Hello Craig,
good idea!
let's consider what would happen if dlocate would work with compressed
text files instead:
On Sat, 30 May 2009, Craig Sanders wrote:
i've just done some simple tests and found the following:
1. on one of my systems (a laptop with 128MB RAM), dlocatedb takes up
696KB of disk space. a plain text dump of it takes up 3.0MB
text dump generated with 'dlocate / > dlocate.txt'
i then made sure that both dlocatedb and dlocate.txt were not
in the disk cache by catting approx 150MB of files to /dev/null.
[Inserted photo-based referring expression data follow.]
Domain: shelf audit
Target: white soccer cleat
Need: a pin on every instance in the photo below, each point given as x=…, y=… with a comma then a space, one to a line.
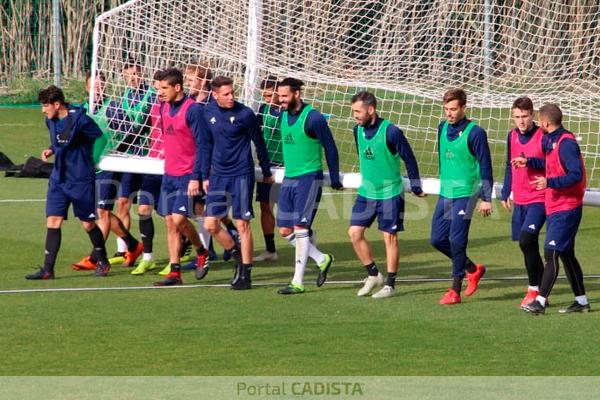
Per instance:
x=384, y=293
x=370, y=283
x=266, y=256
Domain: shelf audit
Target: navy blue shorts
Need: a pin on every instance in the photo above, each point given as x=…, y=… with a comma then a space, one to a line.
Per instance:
x=173, y=196
x=267, y=193
x=389, y=213
x=298, y=200
x=61, y=195
x=528, y=218
x=107, y=187
x=149, y=192
x=561, y=228
x=130, y=184
x=230, y=191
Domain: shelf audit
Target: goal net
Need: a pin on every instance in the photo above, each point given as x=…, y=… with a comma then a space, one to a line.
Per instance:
x=409, y=52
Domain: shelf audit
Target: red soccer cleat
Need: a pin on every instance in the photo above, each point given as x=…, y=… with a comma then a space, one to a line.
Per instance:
x=85, y=264
x=131, y=256
x=529, y=297
x=450, y=298
x=473, y=279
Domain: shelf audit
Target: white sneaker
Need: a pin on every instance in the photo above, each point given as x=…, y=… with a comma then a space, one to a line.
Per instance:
x=370, y=283
x=385, y=292
x=266, y=256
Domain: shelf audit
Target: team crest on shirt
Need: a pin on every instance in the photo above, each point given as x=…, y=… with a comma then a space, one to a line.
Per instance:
x=368, y=154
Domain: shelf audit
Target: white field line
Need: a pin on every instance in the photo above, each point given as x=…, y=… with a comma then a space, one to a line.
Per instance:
x=265, y=284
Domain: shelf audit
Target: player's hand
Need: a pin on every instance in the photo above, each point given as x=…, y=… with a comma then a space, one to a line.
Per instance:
x=519, y=162
x=540, y=182
x=193, y=187
x=337, y=186
x=45, y=154
x=485, y=208
x=507, y=204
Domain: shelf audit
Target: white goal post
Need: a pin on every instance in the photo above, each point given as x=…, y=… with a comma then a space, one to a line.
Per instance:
x=408, y=52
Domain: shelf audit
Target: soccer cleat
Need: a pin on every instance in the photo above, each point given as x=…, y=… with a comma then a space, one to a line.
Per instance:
x=166, y=270
x=292, y=288
x=266, y=256
x=575, y=307
x=172, y=279
x=324, y=269
x=131, y=256
x=384, y=293
x=535, y=307
x=118, y=258
x=244, y=281
x=143, y=267
x=450, y=298
x=85, y=264
x=529, y=297
x=102, y=269
x=370, y=283
x=41, y=274
x=473, y=279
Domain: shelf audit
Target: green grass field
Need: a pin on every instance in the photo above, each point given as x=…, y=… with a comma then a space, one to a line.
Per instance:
x=211, y=330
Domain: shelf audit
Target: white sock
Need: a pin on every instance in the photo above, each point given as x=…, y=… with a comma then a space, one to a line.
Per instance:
x=302, y=247
x=203, y=233
x=542, y=300
x=581, y=299
x=315, y=254
x=121, y=245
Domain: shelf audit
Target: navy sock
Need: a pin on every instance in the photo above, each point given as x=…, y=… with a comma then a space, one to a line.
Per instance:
x=53, y=238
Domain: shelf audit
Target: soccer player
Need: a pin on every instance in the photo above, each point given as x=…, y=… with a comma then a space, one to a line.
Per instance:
x=181, y=124
x=380, y=145
x=72, y=136
x=465, y=175
x=106, y=187
x=228, y=172
x=136, y=103
x=304, y=132
x=564, y=186
x=267, y=194
x=528, y=212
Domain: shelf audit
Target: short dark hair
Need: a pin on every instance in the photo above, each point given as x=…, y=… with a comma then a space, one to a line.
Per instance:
x=523, y=103
x=221, y=81
x=552, y=113
x=367, y=98
x=456, y=94
x=294, y=84
x=173, y=76
x=52, y=94
x=270, y=82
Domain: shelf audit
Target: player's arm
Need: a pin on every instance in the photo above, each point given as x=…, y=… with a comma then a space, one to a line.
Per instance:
x=570, y=157
x=317, y=127
x=507, y=185
x=397, y=143
x=479, y=147
x=259, y=144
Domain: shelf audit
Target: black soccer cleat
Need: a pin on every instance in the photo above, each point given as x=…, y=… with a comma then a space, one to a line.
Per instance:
x=535, y=307
x=41, y=274
x=575, y=307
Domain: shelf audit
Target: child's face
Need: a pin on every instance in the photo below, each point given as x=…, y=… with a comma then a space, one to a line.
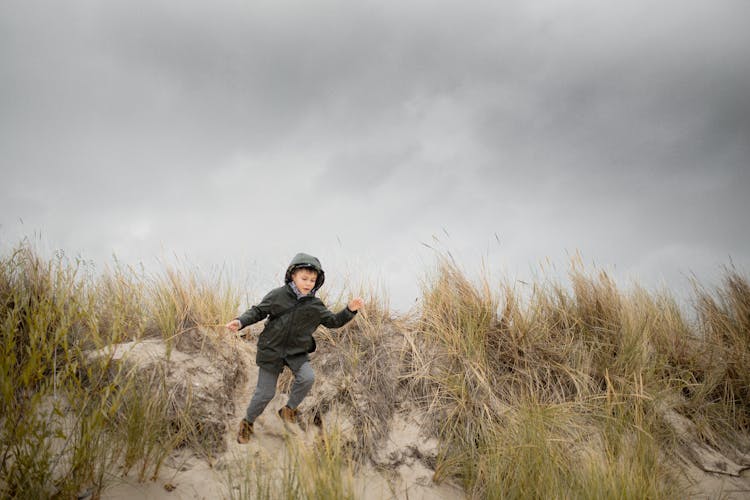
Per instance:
x=305, y=280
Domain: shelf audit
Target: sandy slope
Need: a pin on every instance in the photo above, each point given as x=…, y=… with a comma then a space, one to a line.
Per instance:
x=185, y=475
x=399, y=469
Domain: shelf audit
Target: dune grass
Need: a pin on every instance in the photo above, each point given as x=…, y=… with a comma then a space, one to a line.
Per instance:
x=70, y=414
x=554, y=391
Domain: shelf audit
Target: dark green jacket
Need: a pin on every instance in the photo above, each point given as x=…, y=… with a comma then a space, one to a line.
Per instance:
x=287, y=337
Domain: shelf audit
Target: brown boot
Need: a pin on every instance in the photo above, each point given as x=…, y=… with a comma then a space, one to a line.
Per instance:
x=246, y=431
x=288, y=415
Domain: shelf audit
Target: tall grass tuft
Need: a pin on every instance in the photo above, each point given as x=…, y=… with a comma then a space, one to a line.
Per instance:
x=71, y=410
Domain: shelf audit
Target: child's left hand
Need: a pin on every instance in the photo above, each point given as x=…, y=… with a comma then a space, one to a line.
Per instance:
x=356, y=304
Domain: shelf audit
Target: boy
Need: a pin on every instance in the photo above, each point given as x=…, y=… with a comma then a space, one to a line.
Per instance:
x=294, y=312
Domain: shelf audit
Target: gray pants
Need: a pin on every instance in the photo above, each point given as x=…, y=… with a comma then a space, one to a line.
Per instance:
x=266, y=390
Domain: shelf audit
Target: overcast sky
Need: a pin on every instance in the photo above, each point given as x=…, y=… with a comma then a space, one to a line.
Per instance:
x=240, y=132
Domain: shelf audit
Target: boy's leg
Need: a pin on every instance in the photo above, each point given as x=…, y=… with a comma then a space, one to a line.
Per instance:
x=303, y=381
x=264, y=393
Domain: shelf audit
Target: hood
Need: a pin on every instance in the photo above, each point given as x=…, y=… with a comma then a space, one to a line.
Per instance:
x=305, y=260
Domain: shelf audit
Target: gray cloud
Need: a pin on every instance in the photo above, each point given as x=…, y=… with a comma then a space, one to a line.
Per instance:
x=221, y=130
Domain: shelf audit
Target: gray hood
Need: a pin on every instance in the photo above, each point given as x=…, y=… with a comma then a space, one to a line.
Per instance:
x=308, y=261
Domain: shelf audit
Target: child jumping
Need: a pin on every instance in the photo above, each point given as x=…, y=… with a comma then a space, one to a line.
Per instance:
x=294, y=312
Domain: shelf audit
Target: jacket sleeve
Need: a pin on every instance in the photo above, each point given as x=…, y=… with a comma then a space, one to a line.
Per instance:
x=331, y=320
x=257, y=312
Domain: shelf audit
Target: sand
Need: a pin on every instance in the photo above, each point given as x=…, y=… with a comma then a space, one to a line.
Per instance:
x=400, y=469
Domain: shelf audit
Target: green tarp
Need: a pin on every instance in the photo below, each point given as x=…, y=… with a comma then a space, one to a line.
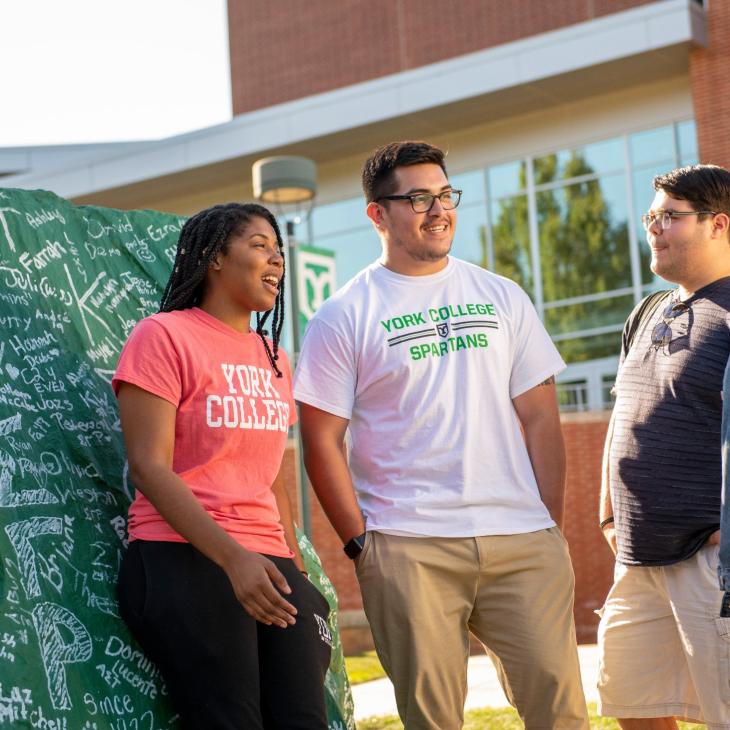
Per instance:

# ls -lh dlocate.txt dlocatedb
-rw-r--r-- 1 root root 3.0M 2009-05-30 11:14 dlocate.txt
-rw-r--r-- 1 root root 696K 2009-05-30 06:29 dlocatedb
# wc -l dlocate.txt
62090 dlocate.txt
That means the dlocate DB in raw text form is roughly 5 times larger.
Compare that with a gzipped text DB:
$ ls -l /tmp/dump.txt /tmp/dump.txt.gz
-rw-r--r-- 1 tpo tpo 13270880 2009-06-02 20:11 /tmp/dump.txt
-rw-r--r-- 1 tpo tpo 1183828 2009-06-02 20:11 /tmp/dump.txt.gz
Thus the gzipped text DB is about 10* smaller than the raw text DB. This
means that the gzipped text DB would be about half the size of the
original dlocatedb.
2. searching the dlocatedb with locate for a single file takes 1.091
seconds. grepping for the same file in the text dump takes 0.584
seconds.
the filename "usr/share/doc/apache2.2-bin/changelog.gz" was chosen because
it is the very last line in dlocate.txt
# time dlocate usr/share/doc/apache2.2-bin/changelog.gz
apache2.2-bin: /usr/share/doc/apache2.2-bin/changelog.gz
real 0m1.091s
user 0m0.484s
sys 0m0.044s
# time grep usr/share/doc/apache2.2-bin/changelog.gz dlocate.txt
apache2.2-bin: /usr/share/doc/apache2.2-bin/changelog.gz
real 0m0.584s
user 0m0.008s
sys 0m0.020s
I did a "find /usr -exec cat \{\} \;" to empty the buffer cache and then
grepped for the last entry in the file as you did (grepping for the first
one was about 25% faster - probably within the margin of error):
$ time grep /usr/share/doc/kde/HTML/en/konq-plugins/khtmlsettings/common
/tmp/dump.txt
konqueror-plugin-khtmlsettings:
/usr/share/doc/kde/HTML/en/konq-plugins/khtmlsettings/common
real 0m0.025s
user 0m0.020s
sys 0m0.004s
$ time zgrep /usr/share/doc/kde/HTML/en/konq-plugins/khtmlsettings/common
/tmp/dump.txt.gz
konqueror-plugin-khtmlsettings:
/usr/share/doc/kde/HTML/en/konq-plugins/khtmlsettings/common
real 0m0.178s
user 0m0.132s
sys 0m0.020s
Thus grepping through the gzipped file is about 10 times slower, however
it's still very fast, at least on my system.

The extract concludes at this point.